I don’t waste any time getting to the important questions.
POPPY:
If you didn’t kill Chuck Buhrman, why would his daughter say she saw you do it?
WARREN:
That’s a question I’ve asked myself every day for the last thirteen years. And you know what I’ve come up with? Diddly-squat. The Lord works in mysterious ways.
POPPY:
Are you saying she made it up?
WARREN:
Well, I didn’t kill Chuck Buhrman, so, yeah, kind of. But I guess I can kind of see how she might’ve gotten confused. Back then, I had strayed really far from the path. I was using a lot of drugs and listening to music with satanic themes. The beast had its claws in me, and I have to wonder if she saw that somehow. It must’ve confused her. She was just a kid.
POPPY:
You were just a kid yourself then.
WARREN:
I was old enough to know better.
POPPY:
Had you spent much time with her or the family before Chuck was killed?
WARREN:
No. We moved to Elm Park in 2000, so we’d only been living there for two years by the time Mr. Buhrman died. I wasn’t exactly the block-party-attending type, if you
know what I mean. I mostly kept to myself. I don’t think I ever spoke to Mrs. Buhrman. Sometimes I’d spot her in the garden, but other than that she basically never left the house. She was kind of weird, you know. She joined a cult, right? I did talk to Mr. Buhrman once, though. One afternoon my mom was having trouble with the lawn mower. My father was traveling for work, and I was too much of a jerk then to help her out so Mr. Buhrman came over to give her a hand. He and I ended up talking about the Doors for a while. He seemed pretty cool.
POPPY:
Did you know your mother was having an affair with Chuck Buhrman?

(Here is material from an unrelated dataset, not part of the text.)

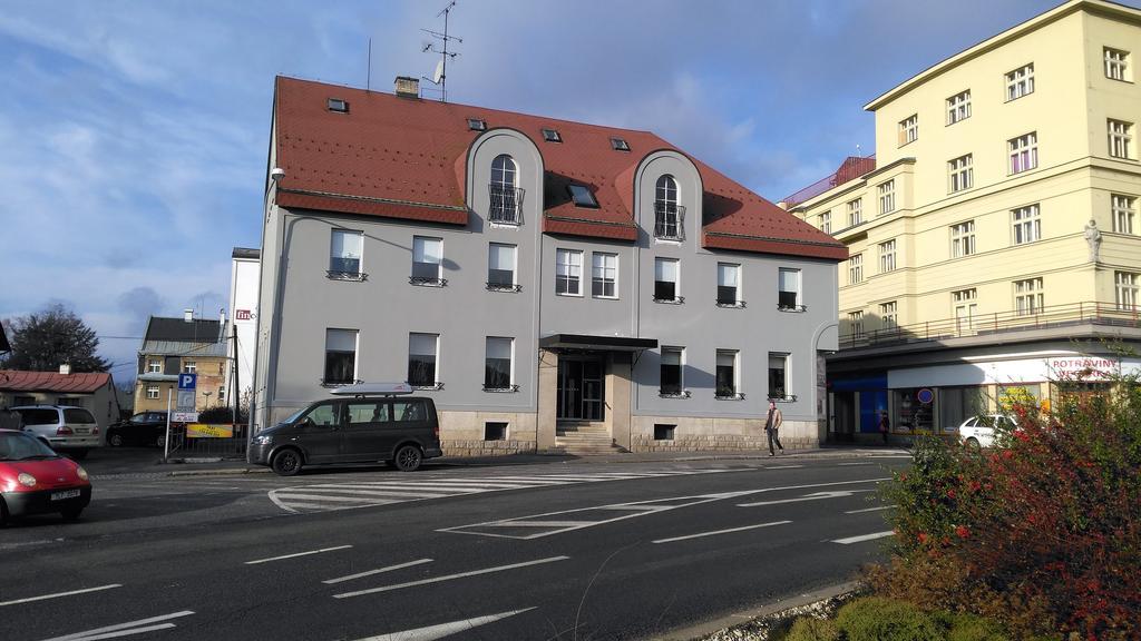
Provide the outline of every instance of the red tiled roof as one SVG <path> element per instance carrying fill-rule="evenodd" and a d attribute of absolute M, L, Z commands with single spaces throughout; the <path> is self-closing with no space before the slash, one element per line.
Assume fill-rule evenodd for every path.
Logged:
<path fill-rule="evenodd" d="M 0 390 L 5 391 L 60 391 L 90 393 L 107 384 L 111 374 L 60 374 L 58 372 L 22 372 L 0 370 Z"/>
<path fill-rule="evenodd" d="M 347 100 L 349 113 L 329 111 L 329 98 Z M 277 194 L 282 206 L 466 225 L 464 163 L 471 143 L 482 133 L 469 130 L 468 119 L 480 119 L 488 129 L 520 131 L 542 153 L 543 232 L 633 242 L 638 238 L 633 221 L 638 163 L 659 149 L 683 154 L 648 131 L 400 98 L 284 76 L 277 78 L 274 108 L 275 162 L 285 170 Z M 558 130 L 563 143 L 543 140 L 544 128 Z M 614 151 L 612 137 L 625 139 L 631 151 Z M 847 257 L 843 244 L 832 236 L 704 163 L 695 160 L 694 164 L 705 186 L 706 240 L 731 234 L 755 241 L 737 248 L 742 251 L 834 260 Z M 575 206 L 566 189 L 569 182 L 590 188 L 598 209 Z M 767 249 L 753 249 L 761 246 Z M 831 251 L 822 249 L 825 246 Z"/>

Maybe it was the abruptness of the question or maybe it was the strength of his religious beliefs which condemn adultery, but Warren visibly tensed when I asked this.
WARREN:
My mother is not an adulteress.
POPPY:
So you had never witnessed anything that made you wonder whether your mother was sleeping with Mr. Buhrman?
WARREN:
Don’t come here and insult my mother.
POPPY:
I didn’t mean to offend you. I’m only trying to get to the truth. I understand that, at that point in time, your father was frequently away on business and your parents were having marital problems.
WARREN:
Can we move on?
Warren was rigid and almost noncommunicative for the remainder of our meeting. His strong reaction left me with a bad feeling. Had Warren known that
something was going on between his mother and Chuck Buhrman? There’s no question that Chuck was having an affair with Melanie—she herself admitted to as much on the witness stand, her husband left her over it—but it’s unclear whether the affair was common knowledge at that time.
This is an important point. The affair is, after all, the motive the State ascribed to Warren. The State argued that Warren, already a troubled teen, was so upset about his mother taking up with the neighbor and destroying what was left of his parents’ already strained marriage that he killed the object of her affection. But an impartial reading of the trial testimony shows that the State was unable to prove that Warren had known about the affair, and it had difficulty producing witnesses who could testify to widespread knowledge of it.
In the end, the State’s failure to prove motive didn’t matter because there was an alleged eyewitness. But a question continues to nag at me—and not just for the reason that you might think. Did Warren know about the affair? And if Melanie’s family knew about the affair, what about Chuck’s? What exactly did his wife and children know?